追い求めれば求めるほどに、遠ざかるようにも思えるお金。お金を持つ人も持たざる人も、お金が足らないと思っている。万が一のことを考えると、お金はあればあるだけ安心と思う。私なんかは家族のことを考えると、これからいつ死ぬかわからない中で、いくらあればいいのかその程がわからない。
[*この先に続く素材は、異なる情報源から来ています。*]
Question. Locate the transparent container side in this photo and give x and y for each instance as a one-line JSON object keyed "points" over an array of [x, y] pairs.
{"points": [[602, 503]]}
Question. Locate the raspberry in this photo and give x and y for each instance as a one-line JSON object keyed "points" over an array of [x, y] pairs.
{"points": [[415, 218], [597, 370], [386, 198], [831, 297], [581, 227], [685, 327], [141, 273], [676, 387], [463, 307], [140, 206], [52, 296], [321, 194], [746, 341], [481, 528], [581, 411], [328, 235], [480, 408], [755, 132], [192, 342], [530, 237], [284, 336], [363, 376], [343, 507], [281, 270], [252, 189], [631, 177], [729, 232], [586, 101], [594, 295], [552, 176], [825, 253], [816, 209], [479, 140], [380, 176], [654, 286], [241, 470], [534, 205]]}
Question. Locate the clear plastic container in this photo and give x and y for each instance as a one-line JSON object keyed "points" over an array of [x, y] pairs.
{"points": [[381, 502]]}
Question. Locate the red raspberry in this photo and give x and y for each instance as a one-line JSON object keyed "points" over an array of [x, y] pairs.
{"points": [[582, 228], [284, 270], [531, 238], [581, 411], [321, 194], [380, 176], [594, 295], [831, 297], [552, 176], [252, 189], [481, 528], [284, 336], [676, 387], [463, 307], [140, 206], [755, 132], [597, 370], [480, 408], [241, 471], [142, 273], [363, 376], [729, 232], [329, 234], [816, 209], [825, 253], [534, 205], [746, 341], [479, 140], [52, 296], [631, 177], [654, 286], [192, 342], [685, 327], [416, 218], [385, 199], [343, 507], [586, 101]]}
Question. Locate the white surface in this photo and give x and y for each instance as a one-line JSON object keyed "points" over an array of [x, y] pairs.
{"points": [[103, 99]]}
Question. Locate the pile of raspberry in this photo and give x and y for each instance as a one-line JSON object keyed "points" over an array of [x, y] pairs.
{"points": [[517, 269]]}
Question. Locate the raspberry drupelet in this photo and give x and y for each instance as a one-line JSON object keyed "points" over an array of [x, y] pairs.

金融広報中央委員会の調べでは、老後の生活が心配と答えた60才未満の世帯は、10年前の7割からいまや9割強になったとある。これからの年金制度に対する不安がその背景にあると分析している。
年金生活真っ只中の私も、働いてきたお陰でもらえる国からのお手当ても、きまりきまっているのでせめて利殖をと考える。株や投信にその道を求めると、時々の変動に一喜一憂する毎日となる。
最近は高額のお金を払ってでも、お金について学びたいという人が増えていると。どうしたらお金に困らなくなるのか。どうしたらうまく資産運用できるのか。どうしたら幸せになれるのか。

連載記事にでていたフィナンシャルプランナーは、「健康や家族、自由になる時間、趣味など幸せの尺度はたくさんある。足りないと思う前に、手持ちのお金でできることを考える。自分や家族、友人たちを幸せにする使い道を考える。お金とうまく付き合う方法は、ほかにない」と。

さらにお金とはいったい何だろう。そのプランナーは「幸せになるための、たくさんあるうちの一つの手段」だと。
しかし、明日の生活に困らないだけのお金がいつもないことにははじまらないのも事実だ。